TRF5 0000403-24.2011.4.05.8304 00004032420114058304
CONSTITUCIONAL. CIVIL. ENTREGA DE COISA CERTA. IMAGEM SACRA. COMUNIDADE INDÍGENA. RESTRIÇÃO A CULTO RELIGIOSO NÃO EVIDENCIADA. POSSE MANTIDA.
I - Apelação de sentença que julgou improcedente o pedido formulado pelo MPF nos autos de ação ordinária para entrega de coisa certa, no caso, referente à devolução de imagem sacra de Nossa Senhora Rainha dos Anjos à comunidade indígena Truká.
II - Em suas razões de fls. 176/184, o MPF destaca que a sentença recorrida partiu de premissa equivocada quando negou tutela aos direitos indígenas pelo fato de se postular o respeito a uma tradição adquirida (devoção a santos da igreja católica),
quando tal aspecto não afasta a proteção constitucional conferida aos índios. Argumenta que está havendo restrição ao culto religioso dos indígenas, posto que a permissão para a volta da imagem sacra à Ilha de Assunção, no Município de Cabrobó/PE, só
ocorre uma vez por ano. Aponta a qualidade da ré/apelada como de mera depósitária, a qual tem a obrigação de entregar coisa certa (imagem sacra de Nossa Senhora Rainha dos Anjos) à comunidade indígena (Truká), devendo prevalecer o direito coletivo de
uma etnia diferenciada, que ao longo dos anos sofreu vários tipos de usurpação territorial e cultural.
III - Ao seu turno, em suas contrarrazões, a parte ré/apelada, destaca que após o inquérito civil os indígenas não mais demonstraram interesse em obter a imagem sacra, uma vez que sua presença no Estado de Pernambuco auxilia na aquisição de área ocupada
e reivindicada por eles (povoado de Mãe Rosa e outros). Repisa sua tese de que operou-se a chamada prescrição aquisitiva (usucapião). Destaca, ainda, que tanto ela quanto seus antepassados, também índios, sempre exerceram e continuam exercendo a posse
direta sobre a imagem da Santa.
IV - A parte ré/apelada encontra-se na posse da imagem sacra, desde o falecimento de sua genitora (Sra. Ana Maria da Conceição, em 1988), cuja família recebeu a guarda dada pelo povo Truká, há mais de cinquenta anos (desde 1958), para que a mesma
permanecesse sendo cultuada, à época, em razão de conflito com um posseiro que forçou a saída dos índios da Ilha de Assunção ( situada no rio São Francisco, atual Município de Cabrobó/PE, localizada em frente ao povoado de Mãe Rosa). Tendo sido erguida
uma capela em homenagem e para abrigar a imagem de Nossa Senhora Rainha dos Anjos, no povoado de Mãe Rosa, em 1983, por iniciativa da Sra. Ana Maria, conservada com a ajuda da comunidade, onde são realizadas missas seguindo a tradição no Povoado de Mãe
Rosa, esta atestada, inclusive, pelas lideranças do povo Truká.

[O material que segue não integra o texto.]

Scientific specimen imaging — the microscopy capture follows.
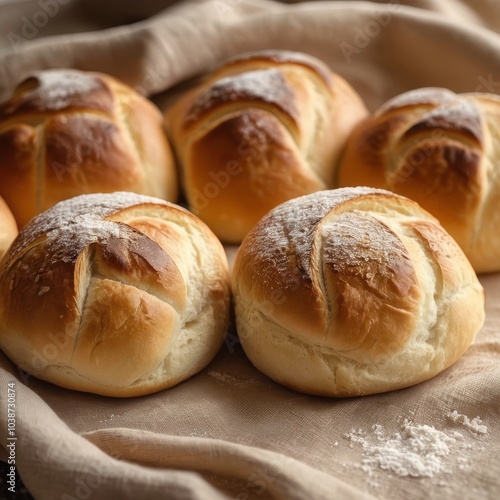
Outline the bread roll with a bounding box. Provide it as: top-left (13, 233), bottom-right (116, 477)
top-left (0, 197), bottom-right (17, 260)
top-left (0, 193), bottom-right (229, 396)
top-left (0, 69), bottom-right (178, 228)
top-left (232, 187), bottom-right (484, 396)
top-left (338, 88), bottom-right (500, 272)
top-left (166, 51), bottom-right (367, 243)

V - Não só a CF/88 (artigo 231), como o Estatuto do Índio (L. 6001/73) concedem ampla proteção constitucional aos direitos indígenas. Ao seu turno, a Declaração das Nações Unidas sobre os Direitos dos Povos Indígenas (2007), em seus artigo 5, garante o
direito dos índios de conservarem e reforçarem suas próprias instituições políticas, jurídicas, econômicas, sociais e culturais, e ao mesmo tempo o direito de participarem plenamente, caso o desejem, da vida política, econômica, social e cultural do
Estado.
VI - O cerne da presente demanda não se trata da defesa de direitos indígenas propriamente ditos, constitucionalmente assegurados, mas de garantia do direito de propriedade que atinge a esfera patrimonial da comunidade indígena, embora a competência
permaneça na Justiça Federal (artigo 232, da CF/88). Precedente: STJ, CC 140391, DJE 06/11/2015, Relator Reynaldo Soares da Fonseca. Nesse diapasão, mister se faz indagar sobre a natureza jurídica do ato de entrega da imagem sacra pelos índios à
genitora da parte ré e sobre a existência ou não de restrição ao culto religioso dos indígenas.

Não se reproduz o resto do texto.